Hak bilinci olmayınca, hak arayışı da olmuyor. Bu durum, güç sahiplerine alan açarken güçsüzü daha da savunmasız hâle getiriyor. Sonuç ise toplumun geniş kesimlerinin mağduriyeti… Yani insan hakları ihlalleri sadece hukuki bir mesele değil; aynı zamanda sosyolojik ve eğitsel bir problem.
Tam da bu noktada eğitimin hayati önemi bir kez daha ortaya çıkıyor. Çünkü haklarını bilmeyen bireyler, hakları ihlal edildiğinde bunun farkına bile varmıyor. Oysa adil, eşit ve özgür bir toplumun inşası ancak bilinçli bireylerle mümkün. Eğitimin temel amaçlarından biri de insanı sadece meslek sahibi yapmak değil; haklarını tanıyan, sorumluluklarının farkında olan ve adalet duygusu gelişmiş bireyler yetiştirmektir.
İnsan Hakları Evrensel Bildirgesi’nin kabul edilişinin üzerinden onca yıl geçmesine rağmen, pek çok toplum hâlâ bu ilkelerin uzağında. Hâlâ eşitlik arayışı sürüyor, hâlâ adalet mücadelesi veriliyor ve hâlâ en temel haklardan mahrum bırakılan milyonlar var.
Oysa insan olmak, başlı başına haklara sahip olmak için yeterlidir.
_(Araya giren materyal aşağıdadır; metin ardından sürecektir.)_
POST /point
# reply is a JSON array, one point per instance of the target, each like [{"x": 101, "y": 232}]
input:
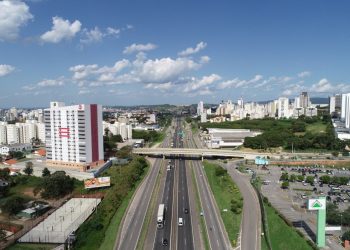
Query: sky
[{"x": 131, "y": 52}]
Adil, eşit ve özgür bir yaşam sadece belli kesimlerin değil; her bireyin, her topluluğun, her milletin hakkıdır. Bu hakların güvence altına alındığı bir düzeni kurmak ise hem devletlerin hem de bireylerin ortak sorumluluğudur.
Bugün, İnsan Hakları Günü vesilesiyle yapılması gereken en önemli şey, kutlamalardan çok, eksiklerimizi görmek ve geleceğe dair daha güçlü bir bilinç oluşturmaktır. Çünkü hak bilinci arttıkça, adalet de güçlenir; adalet güçlendikçe toplumlar daha yaşanabilir hâle gelir.